Katie Carver Reed, vice president of the Akron-Canton Regional Food Bank, expects 3 million visits to the bank’s various food relief programs this year. “That’s the most we’ve really had in our history, including COVID,” she said.
At the Peter Maurin Center on South Main Street in Akron, Director David Churbock sees firsthand how much traffic has increased at his food pantries since the cut. The agency’s two pantries, which distribute food twice a month, used to serve an average of 60 to 75 families in one day. “I can’t remember the last time we were under a hundred,” Churbock said.
The pantries are doing their best to keep up with the rising demand, but Reed said they also receive assistance from other agencies in the Akron area.
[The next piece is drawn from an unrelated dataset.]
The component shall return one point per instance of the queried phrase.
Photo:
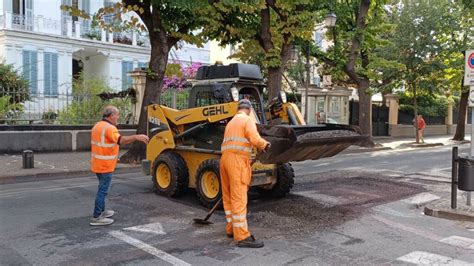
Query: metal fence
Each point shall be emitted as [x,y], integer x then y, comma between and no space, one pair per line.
[19,107]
For example, the Summit County Department of Job and Family Services helped the food bank communicate with families who use SNAP benefits about how they might receive assistance, Reed said.
In addition, the Akron Community Foundation in October gave $179,600 in grants to 22 food pantries across the city, targeting those in ZIP codes with the highest food insecurity rates.
For information on how to donate to food pantries, read more here.
These organizations also receive help from volunteers from all over Northeast Ohio. “The food bank just can’t operate without the support of the community,” Reed said. “It takes volunteers, it takes donors, it takes community partners to meet the needs of this community.”
Many of the pantries also expanded the ways in which they distribute food as a response to the crisis. The Akron-Canton Regional Food Bank recently added a drive-through food distribution service, and the Homeless Charity has other programs that provide hot meals, sack lunches, and toiletries.

“We’re out here in the community, in our outreach center, four days a week helping folks who are in need,” said Executive Director Lerryn Campbell.
“They have been a big blessing,” said Morty, who has been coming to the food pantry for more than a year. “Many people go out of their way to help us.”
The U.S. Senate passed an extension of the 2018 farm bill Nov. 15 as part of a continuing resolution to avoid a government shutdown, but no SNAP funding increase was included. Despite this, Reed remains hopeful that the benefits will be extended again. “Our Foodbank will join food banks across the country in advocating for a strong Farm Bill that invests in programs to provide nourishing food to millions of families every year,” she said.
In the meantime, food pantries offer another solution: Volunteer and donate to as many charities as possible. “If you’ve got a pantry full of non-perishable foods that you’re not using, get them out to a local pantry so they can be handed out to folks in need,” Campbell said.
Churbock also emphasized the importance of volunteering. “There is no shortage of worthwhile causes where people have the opportunity to do good works,” he said.
Editor’s note: The Akron Community Foundation is a financial supporter of Signal Akron.